Fluorescence lifetime measurements in sub-nanosecond range were carried out at room temperature by the time-correlated single photon counting (TCSPC) technique (PicoHarp 300, PicoQuant). By use of deconvolution/fit program (FluFit, PicoQuant) the time resolution was reached down to 10 ps. The second harmonic of a Ti-sapphire laser at 380 nm was used as the excitation source. Fluorescence lifetimes down to 100 fs were recorded by using up-conversion technique (TRFLS, Newport) in combination with the same laser (Mai Tai DeepSee, Spectra-Physics) (150 fs, 80 MHz)9,55.

Time-resolved PL spectra for longer decay times (450 ns) were measured using a fluorescence lifetime spectrometer (TemPro-01). Samples were excited at 389 and 450 nm with 1 MHz repetition rate.

Femtosecond pump-probe spectra

Femtosecond transient absorption spectra were obtained by use of a home-made pump-probe setup9,55. Briefly, it consists of a mode-locked Ti–Sapphire amplified laser system (Spitfire Ace, Spectra-Physics). The output laser beam was at 800 nm with pulses width of 35 fs, repetition rate of 1 kHz and average power of 4 W. Pump beam (240–2400 nm) was generated through optical parametric amplifier (TOPAS, Light Conversion). The pump pulse duration was 30–40 fs (measured from the risetime of TA kinetics for rhodamine 6G). Probe beam, white light continuum (WLC), was generated in CaF2 rotating plate. The experimental data were fitted to a multiexponential decay function convoluted with the instrument response function; resulting time resolution was 20–30 fs. The pump beam diameter on the sample was 200 µm and 100 µm; power was 0.075 mW and 0.1 mW at 250 and 450 nm, respectively.

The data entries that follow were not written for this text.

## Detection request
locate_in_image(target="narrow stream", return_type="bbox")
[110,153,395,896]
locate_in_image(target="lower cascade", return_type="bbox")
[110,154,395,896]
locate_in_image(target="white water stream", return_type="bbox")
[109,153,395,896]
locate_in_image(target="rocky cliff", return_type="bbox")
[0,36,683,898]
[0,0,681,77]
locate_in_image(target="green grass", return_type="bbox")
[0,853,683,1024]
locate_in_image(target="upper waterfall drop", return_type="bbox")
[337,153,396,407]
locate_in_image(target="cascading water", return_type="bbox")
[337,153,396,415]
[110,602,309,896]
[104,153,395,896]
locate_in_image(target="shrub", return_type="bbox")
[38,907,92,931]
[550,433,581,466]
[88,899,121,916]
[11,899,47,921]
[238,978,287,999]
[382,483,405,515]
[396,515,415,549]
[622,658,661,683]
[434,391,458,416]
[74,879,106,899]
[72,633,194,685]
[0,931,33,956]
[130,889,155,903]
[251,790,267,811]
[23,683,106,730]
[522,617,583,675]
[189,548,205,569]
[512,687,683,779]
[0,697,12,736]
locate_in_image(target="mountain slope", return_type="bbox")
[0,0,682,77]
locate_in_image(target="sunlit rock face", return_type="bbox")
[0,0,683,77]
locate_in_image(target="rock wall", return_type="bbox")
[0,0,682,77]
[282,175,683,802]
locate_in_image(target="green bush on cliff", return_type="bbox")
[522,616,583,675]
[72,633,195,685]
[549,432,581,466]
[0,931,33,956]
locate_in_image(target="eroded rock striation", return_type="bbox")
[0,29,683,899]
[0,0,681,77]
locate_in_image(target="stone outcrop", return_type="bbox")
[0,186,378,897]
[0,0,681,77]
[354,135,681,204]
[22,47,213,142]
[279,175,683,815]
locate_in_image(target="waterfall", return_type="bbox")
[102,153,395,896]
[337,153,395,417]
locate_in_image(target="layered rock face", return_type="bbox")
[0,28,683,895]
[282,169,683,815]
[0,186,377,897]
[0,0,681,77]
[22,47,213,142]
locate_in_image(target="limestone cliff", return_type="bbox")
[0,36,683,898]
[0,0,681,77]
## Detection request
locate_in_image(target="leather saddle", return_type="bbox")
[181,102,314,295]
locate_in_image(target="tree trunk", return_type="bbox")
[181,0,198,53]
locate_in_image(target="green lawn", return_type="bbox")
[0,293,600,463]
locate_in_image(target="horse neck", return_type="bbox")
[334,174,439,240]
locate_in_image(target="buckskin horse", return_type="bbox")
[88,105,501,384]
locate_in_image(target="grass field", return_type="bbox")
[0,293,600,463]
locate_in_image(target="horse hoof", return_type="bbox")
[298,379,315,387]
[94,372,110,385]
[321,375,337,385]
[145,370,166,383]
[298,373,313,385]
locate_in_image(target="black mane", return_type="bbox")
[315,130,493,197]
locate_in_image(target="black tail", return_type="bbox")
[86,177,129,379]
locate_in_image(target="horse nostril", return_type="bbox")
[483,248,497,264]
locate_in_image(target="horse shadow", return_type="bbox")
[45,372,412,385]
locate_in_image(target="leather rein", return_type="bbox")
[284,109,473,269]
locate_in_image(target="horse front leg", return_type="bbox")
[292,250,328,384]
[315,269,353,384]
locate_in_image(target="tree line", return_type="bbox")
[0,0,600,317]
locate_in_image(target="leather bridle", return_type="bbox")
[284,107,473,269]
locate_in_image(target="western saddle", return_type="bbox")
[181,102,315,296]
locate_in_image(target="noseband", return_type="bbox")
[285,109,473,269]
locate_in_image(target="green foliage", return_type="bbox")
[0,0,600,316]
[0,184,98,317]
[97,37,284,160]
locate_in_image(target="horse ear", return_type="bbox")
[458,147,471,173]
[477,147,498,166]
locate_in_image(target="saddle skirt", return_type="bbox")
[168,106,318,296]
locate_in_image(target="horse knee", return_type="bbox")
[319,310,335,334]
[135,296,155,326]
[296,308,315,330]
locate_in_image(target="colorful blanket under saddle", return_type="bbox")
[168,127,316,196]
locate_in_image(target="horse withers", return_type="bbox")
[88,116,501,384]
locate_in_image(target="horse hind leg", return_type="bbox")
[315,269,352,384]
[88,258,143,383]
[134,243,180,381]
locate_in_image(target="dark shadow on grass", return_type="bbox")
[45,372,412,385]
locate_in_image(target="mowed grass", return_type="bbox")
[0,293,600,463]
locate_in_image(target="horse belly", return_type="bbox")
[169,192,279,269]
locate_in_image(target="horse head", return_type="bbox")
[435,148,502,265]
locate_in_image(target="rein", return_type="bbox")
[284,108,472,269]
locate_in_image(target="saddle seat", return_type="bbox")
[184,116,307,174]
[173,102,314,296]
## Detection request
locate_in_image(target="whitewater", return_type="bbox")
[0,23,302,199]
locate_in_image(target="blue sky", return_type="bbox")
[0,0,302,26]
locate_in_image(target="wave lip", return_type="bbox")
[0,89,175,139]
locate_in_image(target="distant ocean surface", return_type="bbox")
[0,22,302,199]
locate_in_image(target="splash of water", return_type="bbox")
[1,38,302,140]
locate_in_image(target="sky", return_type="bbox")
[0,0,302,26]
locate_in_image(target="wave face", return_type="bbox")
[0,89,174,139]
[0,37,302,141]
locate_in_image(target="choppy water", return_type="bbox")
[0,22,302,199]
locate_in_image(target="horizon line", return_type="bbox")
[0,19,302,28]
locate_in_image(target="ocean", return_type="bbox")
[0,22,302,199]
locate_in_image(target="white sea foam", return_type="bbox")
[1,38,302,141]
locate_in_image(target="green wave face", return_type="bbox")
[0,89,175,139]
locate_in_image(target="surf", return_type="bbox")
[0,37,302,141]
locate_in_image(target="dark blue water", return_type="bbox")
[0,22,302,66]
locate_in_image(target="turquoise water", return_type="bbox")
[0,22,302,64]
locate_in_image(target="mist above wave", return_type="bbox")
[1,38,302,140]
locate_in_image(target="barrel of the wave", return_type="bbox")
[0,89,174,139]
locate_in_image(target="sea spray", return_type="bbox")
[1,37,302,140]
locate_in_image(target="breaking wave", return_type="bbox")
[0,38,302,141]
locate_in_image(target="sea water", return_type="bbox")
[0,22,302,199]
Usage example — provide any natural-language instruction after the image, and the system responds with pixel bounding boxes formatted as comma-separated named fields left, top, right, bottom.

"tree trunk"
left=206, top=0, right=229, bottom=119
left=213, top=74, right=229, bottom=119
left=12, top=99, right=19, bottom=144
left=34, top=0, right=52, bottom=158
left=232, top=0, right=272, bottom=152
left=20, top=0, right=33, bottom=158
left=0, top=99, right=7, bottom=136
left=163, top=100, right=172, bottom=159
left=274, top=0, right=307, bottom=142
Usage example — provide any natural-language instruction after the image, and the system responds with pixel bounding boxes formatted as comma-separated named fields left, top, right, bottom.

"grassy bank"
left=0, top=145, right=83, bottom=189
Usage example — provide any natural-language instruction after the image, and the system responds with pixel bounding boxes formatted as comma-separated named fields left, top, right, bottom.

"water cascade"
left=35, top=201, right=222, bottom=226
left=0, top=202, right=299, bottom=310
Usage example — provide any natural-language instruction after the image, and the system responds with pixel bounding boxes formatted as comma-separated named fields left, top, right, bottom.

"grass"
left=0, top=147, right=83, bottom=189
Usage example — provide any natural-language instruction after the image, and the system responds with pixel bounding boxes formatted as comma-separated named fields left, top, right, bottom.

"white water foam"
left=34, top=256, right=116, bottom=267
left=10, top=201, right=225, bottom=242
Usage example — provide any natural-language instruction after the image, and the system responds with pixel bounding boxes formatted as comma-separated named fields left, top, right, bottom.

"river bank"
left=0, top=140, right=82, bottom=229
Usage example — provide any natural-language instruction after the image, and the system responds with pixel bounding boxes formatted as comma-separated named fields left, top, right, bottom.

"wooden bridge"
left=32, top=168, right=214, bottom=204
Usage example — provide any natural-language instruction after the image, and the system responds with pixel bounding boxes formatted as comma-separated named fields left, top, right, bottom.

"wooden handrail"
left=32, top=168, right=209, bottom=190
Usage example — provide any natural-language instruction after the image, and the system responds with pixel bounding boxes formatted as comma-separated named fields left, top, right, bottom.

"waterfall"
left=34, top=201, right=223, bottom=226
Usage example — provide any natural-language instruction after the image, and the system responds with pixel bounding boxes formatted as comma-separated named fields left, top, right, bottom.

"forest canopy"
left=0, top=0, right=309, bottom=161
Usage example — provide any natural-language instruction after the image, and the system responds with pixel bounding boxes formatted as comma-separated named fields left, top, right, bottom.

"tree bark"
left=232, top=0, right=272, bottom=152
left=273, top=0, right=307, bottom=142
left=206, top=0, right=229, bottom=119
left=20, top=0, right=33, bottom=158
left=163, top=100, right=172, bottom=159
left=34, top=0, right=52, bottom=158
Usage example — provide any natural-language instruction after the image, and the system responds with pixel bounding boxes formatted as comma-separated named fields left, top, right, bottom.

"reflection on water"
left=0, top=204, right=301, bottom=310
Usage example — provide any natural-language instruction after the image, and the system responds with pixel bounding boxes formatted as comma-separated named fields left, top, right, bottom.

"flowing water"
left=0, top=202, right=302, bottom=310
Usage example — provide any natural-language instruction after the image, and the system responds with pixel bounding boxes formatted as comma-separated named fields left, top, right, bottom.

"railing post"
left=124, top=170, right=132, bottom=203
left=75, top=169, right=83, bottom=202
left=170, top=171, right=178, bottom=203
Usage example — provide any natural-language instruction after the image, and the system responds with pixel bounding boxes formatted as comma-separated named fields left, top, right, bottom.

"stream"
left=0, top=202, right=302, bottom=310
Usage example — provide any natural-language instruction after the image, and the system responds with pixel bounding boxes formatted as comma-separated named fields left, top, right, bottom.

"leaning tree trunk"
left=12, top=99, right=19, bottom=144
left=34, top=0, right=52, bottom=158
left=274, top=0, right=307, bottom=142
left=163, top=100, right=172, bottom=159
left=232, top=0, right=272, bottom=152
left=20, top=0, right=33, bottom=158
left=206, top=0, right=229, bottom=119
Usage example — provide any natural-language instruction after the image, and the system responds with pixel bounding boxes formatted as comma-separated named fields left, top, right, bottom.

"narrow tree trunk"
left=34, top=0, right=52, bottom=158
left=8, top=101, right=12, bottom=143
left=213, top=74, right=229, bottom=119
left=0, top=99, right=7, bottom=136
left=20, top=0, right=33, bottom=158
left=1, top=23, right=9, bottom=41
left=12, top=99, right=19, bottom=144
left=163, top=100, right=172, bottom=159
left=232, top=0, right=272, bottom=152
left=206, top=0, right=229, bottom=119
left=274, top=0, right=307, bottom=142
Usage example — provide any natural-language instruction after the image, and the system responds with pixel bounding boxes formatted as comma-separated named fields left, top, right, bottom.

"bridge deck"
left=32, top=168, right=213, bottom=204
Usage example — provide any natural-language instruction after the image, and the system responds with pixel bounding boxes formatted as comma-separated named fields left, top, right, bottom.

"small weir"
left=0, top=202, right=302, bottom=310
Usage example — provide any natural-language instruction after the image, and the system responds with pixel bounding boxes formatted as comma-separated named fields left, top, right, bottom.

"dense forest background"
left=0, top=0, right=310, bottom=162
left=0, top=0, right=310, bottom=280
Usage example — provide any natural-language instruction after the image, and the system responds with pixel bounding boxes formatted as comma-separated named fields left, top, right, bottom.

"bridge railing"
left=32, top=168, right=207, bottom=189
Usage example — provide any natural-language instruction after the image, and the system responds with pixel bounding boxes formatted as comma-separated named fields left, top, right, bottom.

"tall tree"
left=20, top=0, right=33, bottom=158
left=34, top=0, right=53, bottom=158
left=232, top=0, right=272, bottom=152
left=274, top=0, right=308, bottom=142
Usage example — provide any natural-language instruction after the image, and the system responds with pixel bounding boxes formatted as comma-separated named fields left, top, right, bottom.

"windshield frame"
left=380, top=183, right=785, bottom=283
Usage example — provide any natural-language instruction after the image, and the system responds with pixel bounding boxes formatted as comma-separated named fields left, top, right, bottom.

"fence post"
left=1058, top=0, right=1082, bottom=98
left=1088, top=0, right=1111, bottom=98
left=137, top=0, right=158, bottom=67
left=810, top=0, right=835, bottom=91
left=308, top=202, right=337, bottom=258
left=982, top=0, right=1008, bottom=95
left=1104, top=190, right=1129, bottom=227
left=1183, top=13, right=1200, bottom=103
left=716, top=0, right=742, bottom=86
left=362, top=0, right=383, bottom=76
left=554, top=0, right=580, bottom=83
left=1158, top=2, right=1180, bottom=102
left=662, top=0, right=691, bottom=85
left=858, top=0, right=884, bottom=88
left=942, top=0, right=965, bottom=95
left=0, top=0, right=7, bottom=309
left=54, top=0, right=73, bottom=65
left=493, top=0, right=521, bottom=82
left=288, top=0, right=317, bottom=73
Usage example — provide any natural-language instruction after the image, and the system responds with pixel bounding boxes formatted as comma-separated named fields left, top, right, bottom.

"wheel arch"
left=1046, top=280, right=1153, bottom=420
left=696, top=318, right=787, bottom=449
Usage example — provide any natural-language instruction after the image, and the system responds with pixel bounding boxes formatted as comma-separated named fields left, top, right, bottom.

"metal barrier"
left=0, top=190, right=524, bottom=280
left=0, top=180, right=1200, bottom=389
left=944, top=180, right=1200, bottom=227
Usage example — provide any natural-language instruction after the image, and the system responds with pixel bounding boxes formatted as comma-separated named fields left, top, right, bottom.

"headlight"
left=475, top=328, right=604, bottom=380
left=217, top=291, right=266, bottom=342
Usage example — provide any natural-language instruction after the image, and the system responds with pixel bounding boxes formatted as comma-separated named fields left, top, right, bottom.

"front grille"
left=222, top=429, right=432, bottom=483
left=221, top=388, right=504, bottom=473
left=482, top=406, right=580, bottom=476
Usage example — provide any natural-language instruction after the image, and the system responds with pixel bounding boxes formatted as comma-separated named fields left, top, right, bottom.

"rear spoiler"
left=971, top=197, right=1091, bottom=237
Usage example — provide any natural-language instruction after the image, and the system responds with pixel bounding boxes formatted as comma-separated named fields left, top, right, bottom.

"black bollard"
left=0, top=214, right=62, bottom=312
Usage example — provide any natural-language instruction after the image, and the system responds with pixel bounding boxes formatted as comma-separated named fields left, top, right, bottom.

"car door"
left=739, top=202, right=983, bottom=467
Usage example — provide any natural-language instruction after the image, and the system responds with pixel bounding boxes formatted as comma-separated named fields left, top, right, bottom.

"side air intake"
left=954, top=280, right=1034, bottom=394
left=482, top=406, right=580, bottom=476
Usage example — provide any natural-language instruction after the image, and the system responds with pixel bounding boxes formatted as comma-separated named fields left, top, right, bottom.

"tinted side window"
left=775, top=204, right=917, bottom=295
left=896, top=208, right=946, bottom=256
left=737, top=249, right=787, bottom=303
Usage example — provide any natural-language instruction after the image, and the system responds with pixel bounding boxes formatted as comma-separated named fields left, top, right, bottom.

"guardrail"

Nanosecond flash photolysis

Nanosecond time-resolved transient absorption spectra were recorded on a LP980 laser flash photolysis spectrometer (Edinburgh Instruments Ltd.) in combination with a Nd:YAG laser (Surelite I-10, Continuum Electro-Optics, Inc.). Sample was excited with 355 nm laser pulse (1 Hz, 100 mJ per pulse, FWHM ≈ 7 ns).

Global analysis

Global lifetime analysis of fsTA measurements were performed by Glotaran software56. The Decay Associated Spectra (DAS) allow separating several overlapping spectra. Parallel model was used for global analysis of time-resolved fluorescence and absorption spectra.